New Delhi, Oct 21 (IANS) At a time when the global smartphone industry is facing component and chip shortages, the festive season in India is set to witness a record smartphone sales at $7.6 billion (nearly Rs 56,880 crore), with the retail average selling price (ASP) growing by 14 per cent to reach its highest ever at $230 (a little over Rs 17,000), a new report showed on Thursday.
According to Counterpoint Research, the festive season is seeing higher trade-ins and aggressive EMIs that increase device affordability and help consumers bypass multiple price barriers. This has helped drive the sales of mid-to-high tier (more than $200) smartphone models and, subsequently, the overall ASP.
“We estimate that almost $7.6 billion worth of smartphones will be sold during the ongoing festive season. This highest-ever number is coming at a time when the global smartphone industry is facing component shortages. As a result, OEMs have been forced to increase prices, which will have a higher impact on the mass market and budget segments,” said senior analyst Prachir Singh.
High consumer demand in the mid and premium segments will drive the sales.
Although the growth in market value during the 2021 festive season is expected to be 1 per cent (on-year), the retail ASP will grow at 14 per cent (YoY).
“The overall consumer sentiment has been positive going into the festive season. Many consumers have decided to spend from their accumulated savings for something that is more personal. This trend will drive a faster smartphone upgrade during the festive season,” said Research Director Tarun Pathak.

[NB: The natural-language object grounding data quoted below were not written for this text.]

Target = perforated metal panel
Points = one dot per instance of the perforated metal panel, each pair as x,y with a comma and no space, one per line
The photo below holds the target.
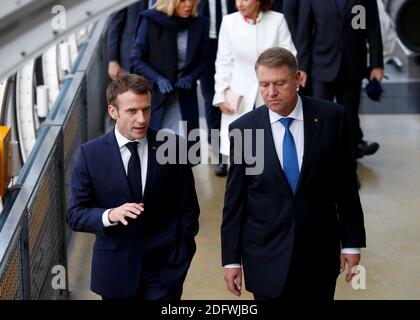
46,225
11,278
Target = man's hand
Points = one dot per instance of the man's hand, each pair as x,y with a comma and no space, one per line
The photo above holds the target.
127,210
233,278
351,260
377,73
226,108
303,78
114,70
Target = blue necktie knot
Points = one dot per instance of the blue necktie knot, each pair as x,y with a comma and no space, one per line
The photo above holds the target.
134,171
290,159
286,122
132,146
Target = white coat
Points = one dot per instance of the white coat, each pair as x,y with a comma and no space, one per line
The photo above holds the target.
240,44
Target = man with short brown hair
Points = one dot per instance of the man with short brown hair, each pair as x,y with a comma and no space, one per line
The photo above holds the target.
296,225
144,213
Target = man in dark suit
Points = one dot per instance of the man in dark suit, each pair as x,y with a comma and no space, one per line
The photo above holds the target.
298,223
332,44
144,212
214,10
121,36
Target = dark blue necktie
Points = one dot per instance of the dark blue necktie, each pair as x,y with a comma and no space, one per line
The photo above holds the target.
134,172
290,161
340,5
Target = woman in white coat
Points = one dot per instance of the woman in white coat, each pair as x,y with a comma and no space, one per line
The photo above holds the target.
243,36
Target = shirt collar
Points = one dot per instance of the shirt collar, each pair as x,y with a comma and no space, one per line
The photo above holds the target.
296,114
250,21
122,141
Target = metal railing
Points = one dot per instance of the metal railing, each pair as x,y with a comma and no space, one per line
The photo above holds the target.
34,235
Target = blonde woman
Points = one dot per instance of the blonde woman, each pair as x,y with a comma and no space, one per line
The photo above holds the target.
170,51
243,36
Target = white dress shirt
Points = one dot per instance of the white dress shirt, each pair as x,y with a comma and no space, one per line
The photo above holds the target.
212,9
296,128
125,157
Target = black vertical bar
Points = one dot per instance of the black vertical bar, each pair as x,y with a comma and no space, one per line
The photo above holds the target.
24,251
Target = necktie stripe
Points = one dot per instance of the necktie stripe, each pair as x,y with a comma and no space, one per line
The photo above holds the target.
134,172
290,159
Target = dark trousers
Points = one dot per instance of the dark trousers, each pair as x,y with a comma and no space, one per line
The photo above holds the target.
151,286
153,293
347,93
213,114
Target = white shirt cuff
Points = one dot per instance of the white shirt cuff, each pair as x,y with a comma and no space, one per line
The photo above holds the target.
351,250
105,220
232,266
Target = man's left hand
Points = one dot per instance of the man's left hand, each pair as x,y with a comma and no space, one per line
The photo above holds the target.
351,260
377,73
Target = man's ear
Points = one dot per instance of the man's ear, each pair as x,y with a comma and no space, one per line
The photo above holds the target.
113,112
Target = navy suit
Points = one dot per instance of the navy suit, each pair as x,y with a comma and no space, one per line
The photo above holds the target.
335,53
152,57
289,244
122,32
157,247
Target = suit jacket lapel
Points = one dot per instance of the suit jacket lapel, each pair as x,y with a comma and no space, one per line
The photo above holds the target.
270,150
312,124
117,164
151,164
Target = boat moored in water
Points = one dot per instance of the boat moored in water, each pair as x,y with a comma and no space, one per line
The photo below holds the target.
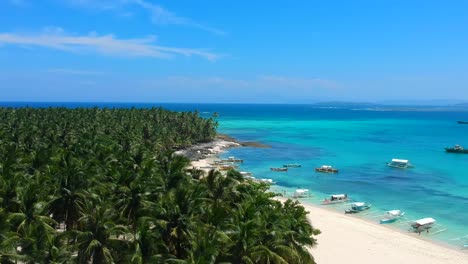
457,149
292,165
357,207
399,163
267,181
335,198
326,169
232,159
301,193
391,216
423,224
279,169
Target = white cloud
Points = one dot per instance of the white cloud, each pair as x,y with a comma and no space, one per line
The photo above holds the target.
266,83
162,16
101,44
159,15
18,2
299,82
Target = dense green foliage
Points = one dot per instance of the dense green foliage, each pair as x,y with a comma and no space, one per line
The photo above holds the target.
102,186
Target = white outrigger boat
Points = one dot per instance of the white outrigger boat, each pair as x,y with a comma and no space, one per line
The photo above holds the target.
357,207
399,163
423,224
335,198
301,193
391,216
292,165
267,181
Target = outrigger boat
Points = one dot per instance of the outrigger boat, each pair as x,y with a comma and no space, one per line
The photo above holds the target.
391,216
232,159
326,169
292,165
279,169
457,149
423,224
301,193
399,163
227,167
357,207
335,198
268,181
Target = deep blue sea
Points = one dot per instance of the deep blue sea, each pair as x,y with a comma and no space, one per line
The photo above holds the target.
358,142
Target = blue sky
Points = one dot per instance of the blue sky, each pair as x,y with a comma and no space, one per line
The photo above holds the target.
233,51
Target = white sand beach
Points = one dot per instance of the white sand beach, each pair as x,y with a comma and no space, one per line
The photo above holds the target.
347,239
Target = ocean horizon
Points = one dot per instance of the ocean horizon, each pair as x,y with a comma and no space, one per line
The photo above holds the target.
359,142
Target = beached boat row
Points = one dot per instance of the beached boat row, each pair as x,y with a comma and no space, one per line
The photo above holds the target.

India’s festive shopping season was kicked off during the first week of October when online platform giants Amazon and Flipkart announced their sales. The season will end on November 4 with Diwali.
“Many OEMs sensed this trend (trade-ins and EMIs) and brought out aggressive offers on premium devices. The relatively higher sales of premium segment smartphones also helped offset the losses in the mass market due to price hike,” Pathak added.